Closed xushilin1 closed 8 months ago
LLaVA-Phi's training setup is different from ours in the following way:
Training scripts and descriptions are expected to come out this weekend, but if you have more questions or concerns, feel free to leave comment here (or email).🙂
Thank you for your response and the excellent open-source work. Could you please send me the pre-training and fine-tuning scripts for LLaVA-Phi under the base training recipe? You can reach me at xsl.cmd@gmail.com. Thanks.
I retrained TinyLlama and Phi-2 using the official LLaVA-1.5 pre-training and fine-tuning scripts, following the conversation mode you provided. However, I achieved TextVQA scores of only 42.8 for TinyLlama and 35.3 for Phi-2, which are lower than the scores of 45.8 and 51.4 reported in your paper.
What is the version of transformers
you used for training?
I retrained TinyLlama and Phi-2 using the official LLaVA-1.5 pre-training and fine-tuning scripts, following the conversation mode you provided. However, I achieved TextVQA scores of only 42.8 for TinyLlama and 35.3 for Phi-2, which are lower than the scores of 45.8 and 51.4 reported in your paper.
That is very odd.
We trained our model using transformers 4.37.2
. Make sure you are using our codebase for better reproducibility.

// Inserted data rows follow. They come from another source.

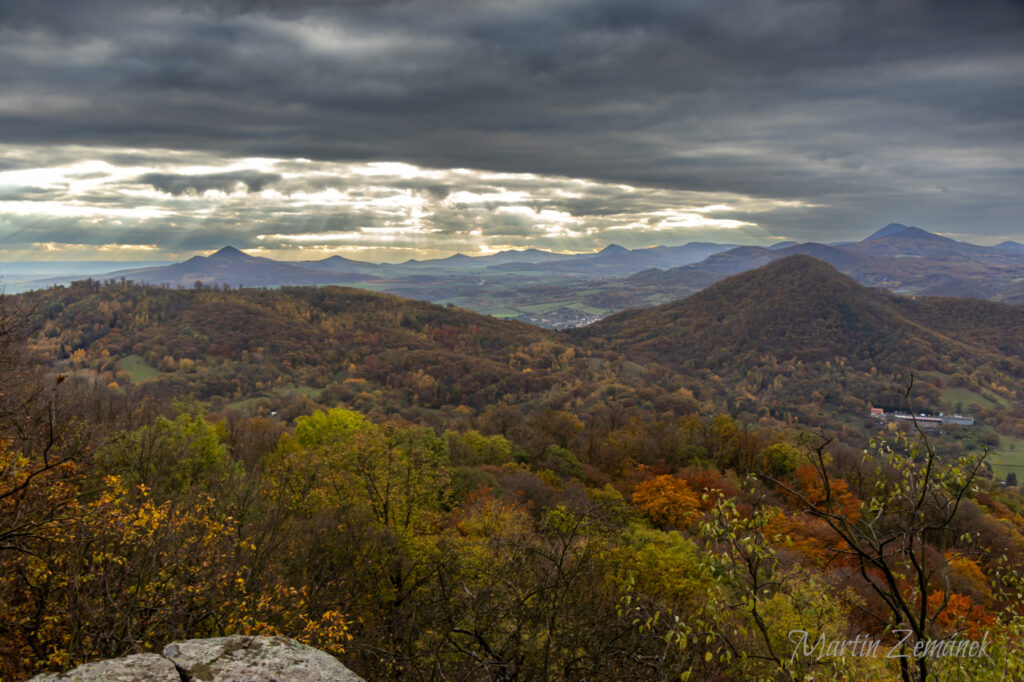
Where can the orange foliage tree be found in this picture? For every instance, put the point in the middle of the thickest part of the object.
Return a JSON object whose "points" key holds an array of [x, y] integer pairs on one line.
{"points": [[667, 501]]}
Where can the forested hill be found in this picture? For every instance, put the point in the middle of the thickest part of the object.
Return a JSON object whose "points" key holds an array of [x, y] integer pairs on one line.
{"points": [[293, 350], [243, 343], [797, 326], [794, 340]]}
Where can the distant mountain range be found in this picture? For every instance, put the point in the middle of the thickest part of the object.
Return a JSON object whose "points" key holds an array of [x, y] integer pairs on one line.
{"points": [[566, 290]]}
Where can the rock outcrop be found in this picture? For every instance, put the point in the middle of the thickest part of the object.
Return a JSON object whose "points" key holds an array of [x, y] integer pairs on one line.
{"points": [[235, 658]]}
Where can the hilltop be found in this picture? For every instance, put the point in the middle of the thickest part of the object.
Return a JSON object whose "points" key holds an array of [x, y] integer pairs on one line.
{"points": [[771, 337]]}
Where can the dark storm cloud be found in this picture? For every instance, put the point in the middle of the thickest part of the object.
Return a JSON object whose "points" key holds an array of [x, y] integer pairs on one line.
{"points": [[871, 111], [227, 182]]}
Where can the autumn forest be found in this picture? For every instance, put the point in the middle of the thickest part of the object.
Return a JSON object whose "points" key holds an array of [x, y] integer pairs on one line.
{"points": [[432, 494]]}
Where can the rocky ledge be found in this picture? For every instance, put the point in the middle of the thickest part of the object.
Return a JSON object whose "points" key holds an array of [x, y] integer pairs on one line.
{"points": [[233, 658]]}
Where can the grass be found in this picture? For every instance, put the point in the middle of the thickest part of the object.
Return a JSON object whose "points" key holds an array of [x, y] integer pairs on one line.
{"points": [[967, 396], [247, 405], [138, 369], [1007, 457]]}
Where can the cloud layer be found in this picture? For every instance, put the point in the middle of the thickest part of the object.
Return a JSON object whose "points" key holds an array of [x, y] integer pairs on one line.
{"points": [[807, 119]]}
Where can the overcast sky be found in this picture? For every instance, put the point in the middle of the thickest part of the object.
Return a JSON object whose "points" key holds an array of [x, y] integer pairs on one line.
{"points": [[414, 128]]}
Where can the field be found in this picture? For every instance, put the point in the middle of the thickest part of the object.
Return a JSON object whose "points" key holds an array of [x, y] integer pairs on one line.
{"points": [[1007, 457], [138, 369]]}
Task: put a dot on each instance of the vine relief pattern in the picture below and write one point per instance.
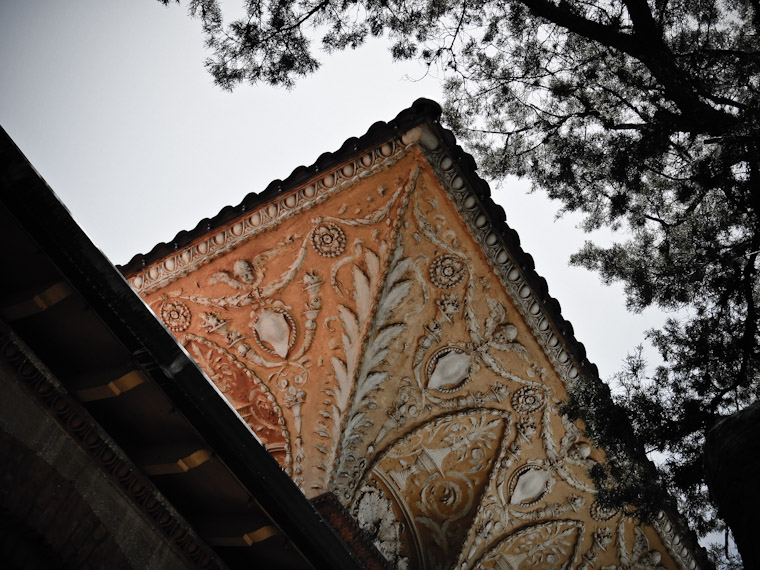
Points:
(380, 343)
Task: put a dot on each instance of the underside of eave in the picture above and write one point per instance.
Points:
(456, 169)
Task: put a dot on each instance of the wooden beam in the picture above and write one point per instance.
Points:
(112, 389)
(180, 466)
(38, 303)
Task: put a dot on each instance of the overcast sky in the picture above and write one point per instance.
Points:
(110, 102)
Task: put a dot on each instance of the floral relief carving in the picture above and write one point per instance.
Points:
(328, 239)
(528, 399)
(435, 476)
(550, 546)
(175, 315)
(274, 330)
(401, 361)
(246, 392)
(447, 271)
(448, 368)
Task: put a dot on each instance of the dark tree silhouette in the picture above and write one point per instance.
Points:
(642, 115)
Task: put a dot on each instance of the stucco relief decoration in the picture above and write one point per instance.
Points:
(600, 513)
(545, 546)
(528, 399)
(433, 478)
(447, 271)
(448, 369)
(529, 485)
(328, 239)
(387, 348)
(275, 331)
(246, 392)
(175, 315)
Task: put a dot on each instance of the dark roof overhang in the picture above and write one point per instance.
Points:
(65, 300)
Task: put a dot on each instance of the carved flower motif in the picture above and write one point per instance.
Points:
(175, 315)
(447, 270)
(600, 513)
(527, 400)
(275, 331)
(328, 240)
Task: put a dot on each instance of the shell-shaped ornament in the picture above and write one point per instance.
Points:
(275, 331)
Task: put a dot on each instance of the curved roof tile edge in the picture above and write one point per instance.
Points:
(422, 111)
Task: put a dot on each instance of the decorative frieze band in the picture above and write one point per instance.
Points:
(231, 235)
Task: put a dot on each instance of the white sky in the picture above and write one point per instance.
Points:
(110, 102)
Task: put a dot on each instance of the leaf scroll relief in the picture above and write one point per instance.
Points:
(246, 392)
(431, 480)
(272, 312)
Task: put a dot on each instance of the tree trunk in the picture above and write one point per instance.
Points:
(732, 466)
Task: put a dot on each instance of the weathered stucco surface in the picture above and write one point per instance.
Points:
(375, 337)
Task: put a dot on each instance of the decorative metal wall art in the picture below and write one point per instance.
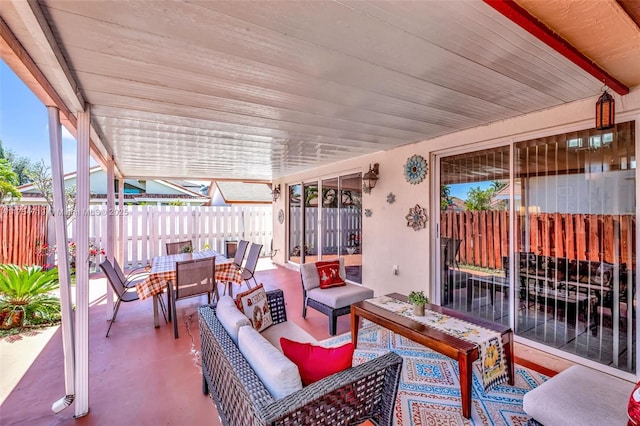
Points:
(417, 218)
(391, 198)
(415, 169)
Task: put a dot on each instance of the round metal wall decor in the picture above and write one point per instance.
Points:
(391, 198)
(415, 169)
(417, 218)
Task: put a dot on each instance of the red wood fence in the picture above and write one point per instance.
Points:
(23, 232)
(595, 237)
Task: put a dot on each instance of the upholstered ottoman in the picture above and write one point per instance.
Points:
(580, 396)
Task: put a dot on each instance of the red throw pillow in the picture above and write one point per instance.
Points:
(633, 409)
(329, 273)
(317, 362)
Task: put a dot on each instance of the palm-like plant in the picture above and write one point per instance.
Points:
(25, 295)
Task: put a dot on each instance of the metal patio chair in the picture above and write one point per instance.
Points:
(249, 269)
(237, 261)
(193, 278)
(124, 295)
(132, 278)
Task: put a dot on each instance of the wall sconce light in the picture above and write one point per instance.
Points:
(275, 193)
(370, 178)
(605, 111)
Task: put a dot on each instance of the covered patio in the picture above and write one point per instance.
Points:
(308, 95)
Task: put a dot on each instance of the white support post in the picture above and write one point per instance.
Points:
(60, 224)
(121, 231)
(111, 228)
(82, 266)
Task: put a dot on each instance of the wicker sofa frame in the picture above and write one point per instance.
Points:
(365, 392)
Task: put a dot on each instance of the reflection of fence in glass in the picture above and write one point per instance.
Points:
(337, 225)
(485, 236)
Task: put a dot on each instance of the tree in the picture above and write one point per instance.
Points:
(20, 165)
(43, 182)
(478, 199)
(8, 182)
(445, 196)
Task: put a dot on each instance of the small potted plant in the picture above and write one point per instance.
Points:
(418, 300)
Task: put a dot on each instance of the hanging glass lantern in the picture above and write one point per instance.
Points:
(605, 112)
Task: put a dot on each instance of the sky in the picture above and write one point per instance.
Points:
(24, 127)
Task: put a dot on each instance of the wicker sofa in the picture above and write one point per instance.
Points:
(366, 391)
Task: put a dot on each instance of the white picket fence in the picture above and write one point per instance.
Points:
(148, 228)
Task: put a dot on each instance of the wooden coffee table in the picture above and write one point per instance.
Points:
(465, 352)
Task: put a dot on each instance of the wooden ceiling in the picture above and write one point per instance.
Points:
(261, 90)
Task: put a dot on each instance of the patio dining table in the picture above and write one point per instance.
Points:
(163, 272)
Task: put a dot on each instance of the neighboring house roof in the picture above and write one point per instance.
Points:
(163, 190)
(225, 193)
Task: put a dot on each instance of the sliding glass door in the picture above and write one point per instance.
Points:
(326, 222)
(575, 251)
(474, 233)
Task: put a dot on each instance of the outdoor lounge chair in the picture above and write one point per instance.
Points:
(250, 266)
(132, 278)
(334, 301)
(124, 295)
(237, 261)
(193, 278)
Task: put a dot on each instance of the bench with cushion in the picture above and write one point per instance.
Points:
(333, 301)
(579, 396)
(252, 383)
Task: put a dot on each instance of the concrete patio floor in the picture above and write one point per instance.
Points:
(139, 374)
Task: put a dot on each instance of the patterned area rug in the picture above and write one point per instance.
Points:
(429, 391)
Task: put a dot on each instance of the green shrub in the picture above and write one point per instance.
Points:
(25, 296)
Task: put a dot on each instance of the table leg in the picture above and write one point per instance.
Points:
(465, 365)
(355, 325)
(509, 354)
(156, 323)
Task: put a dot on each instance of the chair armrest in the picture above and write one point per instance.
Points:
(277, 306)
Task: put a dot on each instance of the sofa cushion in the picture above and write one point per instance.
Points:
(309, 274)
(579, 396)
(338, 297)
(278, 374)
(287, 329)
(254, 304)
(329, 274)
(317, 362)
(230, 317)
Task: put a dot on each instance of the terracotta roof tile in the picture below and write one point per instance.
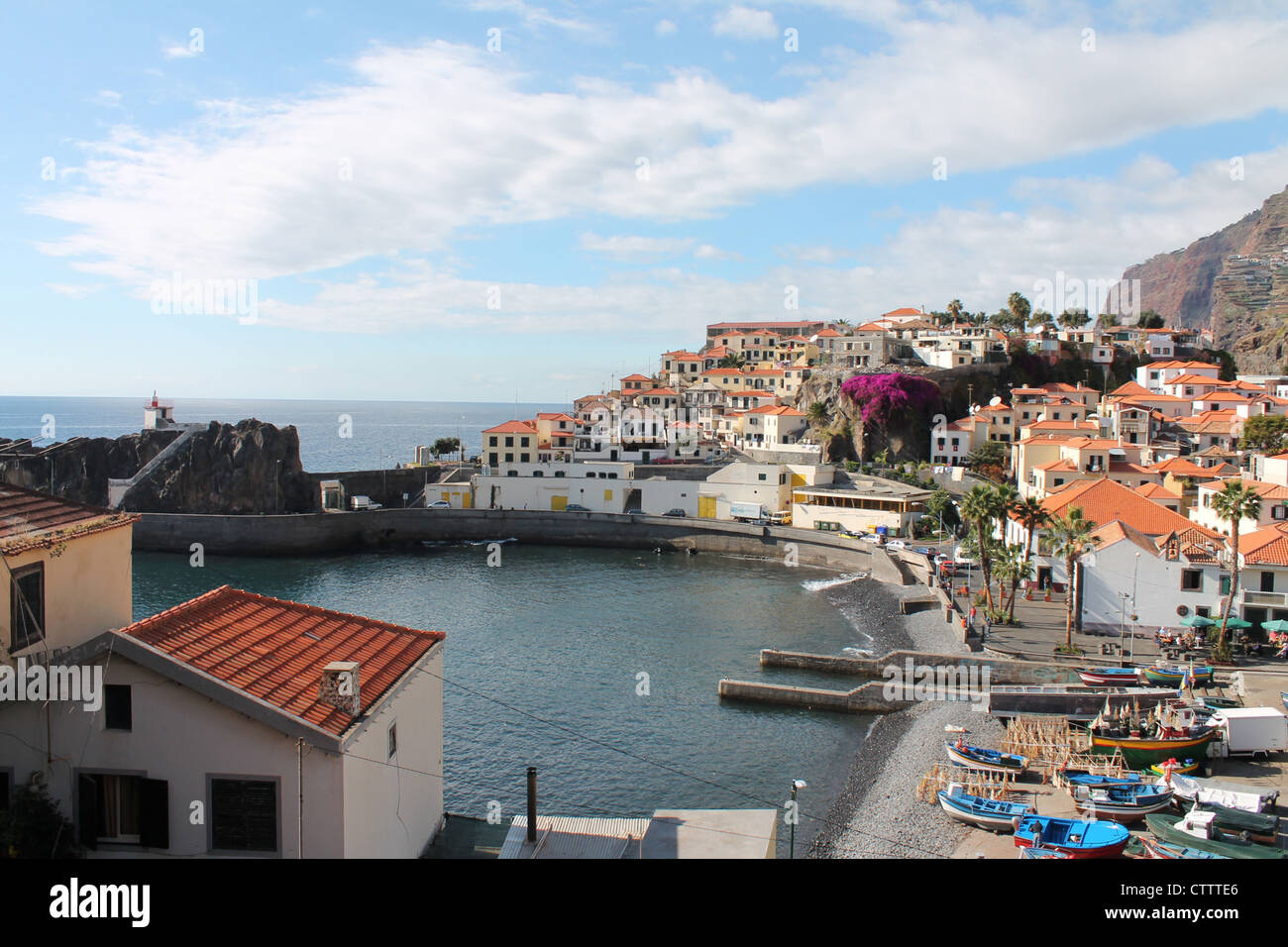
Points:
(275, 650)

Thank you for your response and the excellent open-source work. Could you please send me the pre-training and fine-tuning scripts for LLaVA-Phi under the base training recipe? You can reach me at xsl.cmd@gmail.com. Thanks.
I've emailed you the raw training scripts. Please let me know how it goes.
I obtained the TextVQA result of 51.4 as reported in your paper using the provided script. Thank you a lot. There are some different settings during pre-train and finetune resulting in a large performance drop (36.1 vs 51.4).
I don't understand why these three differences have such a big impact on the results. Have you ever encountered the same thing?
After experimental verification, using fp16 instead of bf16 has a significant impact on phi-2.
We observed simliar results using bf16. I think it's because phi-2's original weights are released in fp16, and converting them to bf16 will cause some unexpected behaviors under the vlm framework. For example, during pretraining, we observed that it was very hard for phi-2 to converge when using bf16.
@xushilin1 @baichuanzhou could you share the scripts? lucamedeiros@outlook.com
Hi, I observed that the results in Fig. 7(C) were obtained from training with the LLaVA dataset using the base recipe. However, these results are notably higher than those reported in this paper (https://arxiv.org/pdf/2401.02330.pdf), and I have been unable to replicate your findings.
I am curious if there are any differences between our approaches.